Dear Abby: Ex-wife still wants to be best friends

A reader is baffled as to why his ex-wife wants to continue a close friendship after their divorce.|

Dear Abby: My ex-wife and I were married for 29 years. Then she had an affair with a co-worker's husband. Now that we're divorced, she thinks we should be the best of friends!

If she has car, money or any other type of problems, she thinks I should help her. In the divorce, I kept the home, the furnishings, etc. She left with only a few things that were her mother's and her clothing.

She drops by and wants to visit or watch television. I'm baffled. If she wanted out of the marriage and to have nothing to do with me, why is she still in my life? Granted, we have two daughters. One is 22, and the other, who is 10, lives with her.

She texts me about how her day has been, or if she's having problems at work or in life in general. I have been kind to her, not wanting to put too much stress on my youngest child. What should I do?

- Confused in Texas

Dear Confused: Your ex is no longer your life companion. She shouldn't be acting as if you are.

Have an honest conversation with her and create some boundaries. She should not assume she can drop by unannounced and expect you to solve her problems or comment on her day. Tell her you need your space and not to drop by without calling first because you may be busy or going out.

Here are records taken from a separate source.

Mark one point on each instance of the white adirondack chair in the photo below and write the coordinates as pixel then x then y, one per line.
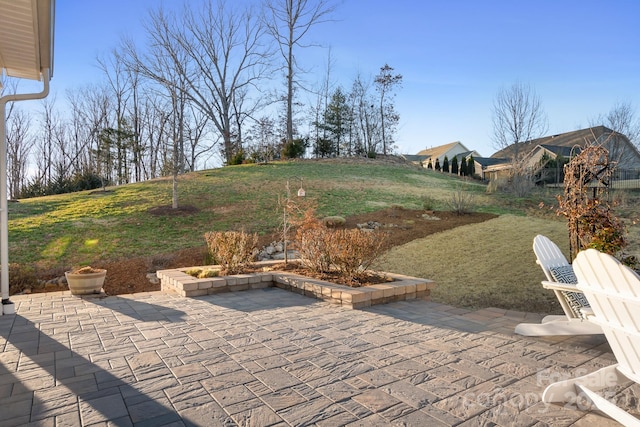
pixel 614 293
pixel 561 280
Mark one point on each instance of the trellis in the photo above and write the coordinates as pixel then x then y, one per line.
pixel 586 203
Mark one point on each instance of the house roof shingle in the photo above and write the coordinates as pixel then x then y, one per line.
pixel 568 140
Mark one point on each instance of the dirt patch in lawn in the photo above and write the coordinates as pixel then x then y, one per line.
pixel 402 225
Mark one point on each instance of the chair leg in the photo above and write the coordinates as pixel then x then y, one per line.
pixel 566 390
pixel 554 318
pixel 562 327
pixel 609 408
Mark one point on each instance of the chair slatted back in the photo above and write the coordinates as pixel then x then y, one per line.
pixel 548 254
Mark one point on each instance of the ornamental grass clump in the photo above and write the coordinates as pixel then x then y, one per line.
pixel 233 250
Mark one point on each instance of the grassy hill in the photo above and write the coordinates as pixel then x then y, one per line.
pixel 489 264
pixel 79 228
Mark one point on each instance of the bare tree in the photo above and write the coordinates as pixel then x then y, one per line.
pixel 365 116
pixel 386 82
pixel 89 109
pixel 18 149
pixel 622 120
pixel 289 21
pixel 518 118
pixel 210 55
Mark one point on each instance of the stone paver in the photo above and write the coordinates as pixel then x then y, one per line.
pixel 269 357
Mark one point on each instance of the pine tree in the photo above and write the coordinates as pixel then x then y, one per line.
pixel 471 167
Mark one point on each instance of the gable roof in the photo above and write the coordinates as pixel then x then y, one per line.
pixel 560 144
pixel 441 150
pixel 26 37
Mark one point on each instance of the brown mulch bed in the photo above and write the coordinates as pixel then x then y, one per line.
pixel 402 226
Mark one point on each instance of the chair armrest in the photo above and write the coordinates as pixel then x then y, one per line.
pixel 587 312
pixel 557 286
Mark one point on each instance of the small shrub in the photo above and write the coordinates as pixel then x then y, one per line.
pixel 194 272
pixel 347 252
pixel 206 273
pixel 233 250
pixel 429 203
pixel 313 242
pixel 461 201
pixel 354 251
pixel 333 221
pixel 237 158
pixel 200 273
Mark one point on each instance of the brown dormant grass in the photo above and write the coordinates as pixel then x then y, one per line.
pixel 490 264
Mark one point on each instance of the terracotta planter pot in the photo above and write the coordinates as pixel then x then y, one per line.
pixel 85 283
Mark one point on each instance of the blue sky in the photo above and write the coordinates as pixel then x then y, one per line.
pixel 581 56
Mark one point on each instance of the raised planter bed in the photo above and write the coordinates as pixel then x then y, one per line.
pixel 402 287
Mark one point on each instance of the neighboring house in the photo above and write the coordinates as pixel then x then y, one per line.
pixel 621 150
pixel 454 149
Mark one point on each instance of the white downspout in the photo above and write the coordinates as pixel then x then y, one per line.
pixel 7 306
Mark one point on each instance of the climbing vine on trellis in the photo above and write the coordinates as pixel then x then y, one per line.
pixel 586 203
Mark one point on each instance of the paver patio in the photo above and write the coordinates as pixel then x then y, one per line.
pixel 270 357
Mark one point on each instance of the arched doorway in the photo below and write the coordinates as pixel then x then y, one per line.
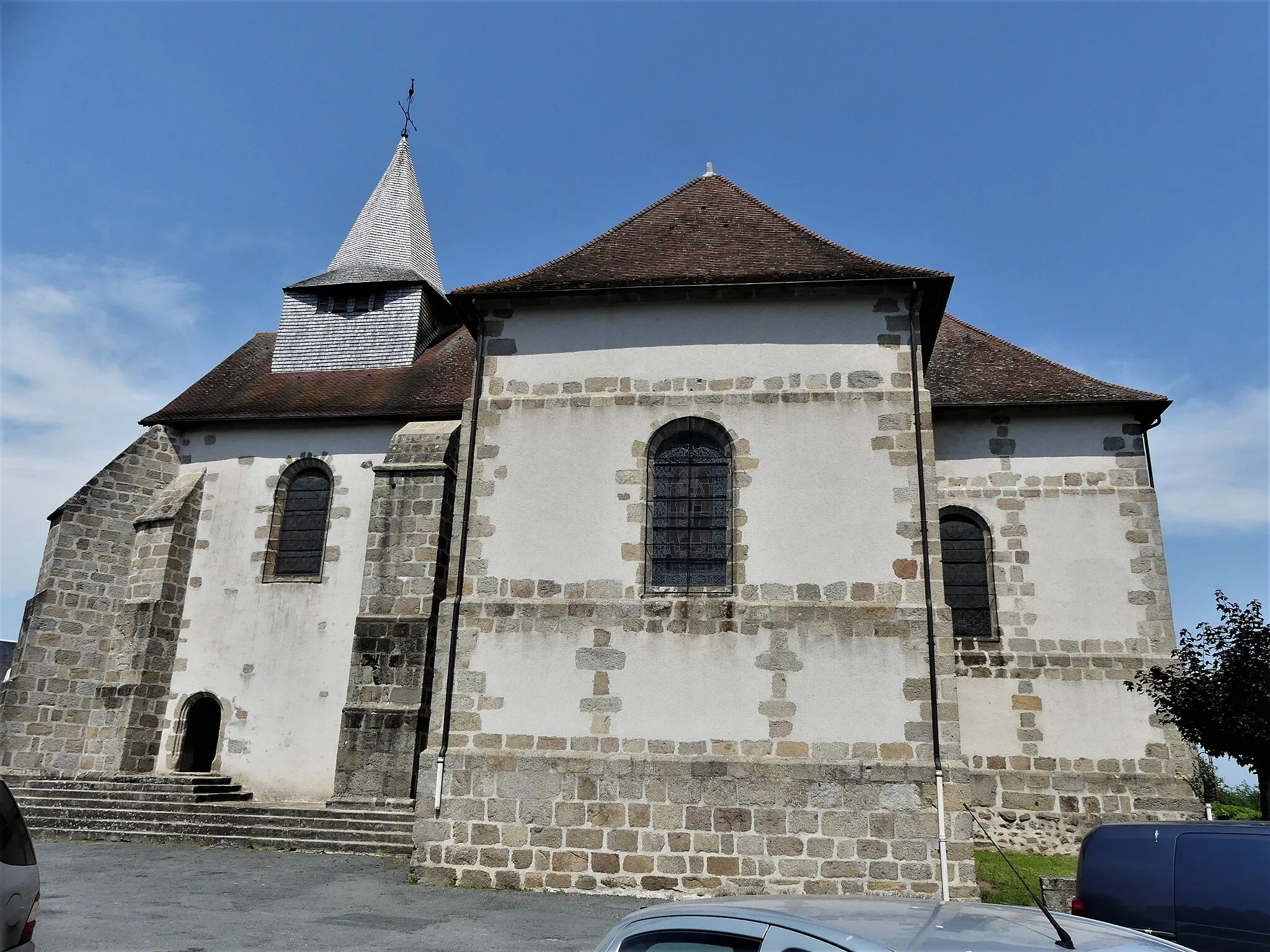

You can still be a loving and involved father to your 10-year-old without doing anything more than co-parenting with your ex, but only if you draw the line.

___

Dear Abby: The world is changing quickly thanks to the digital technology available to us. We all understand the importance of an RSVP, attendance at a celebration and a gift to the host on a mailed-out invitation. What do you think about Facebook invitations to wedding receptions, graduation parties, etc.? Most are sent out to masses of friends on the person's friends list. Do you consider those to be official invitations, requiring an RSVP, attendance and gift?

- Waiting for My Snail Mail

Dear Waiting: Regardless of how the invitation is delivered, the polite response is to accept or refuse and not keep the sender hanging. If you choose to attend, a gift would be in order if the occasion requires one.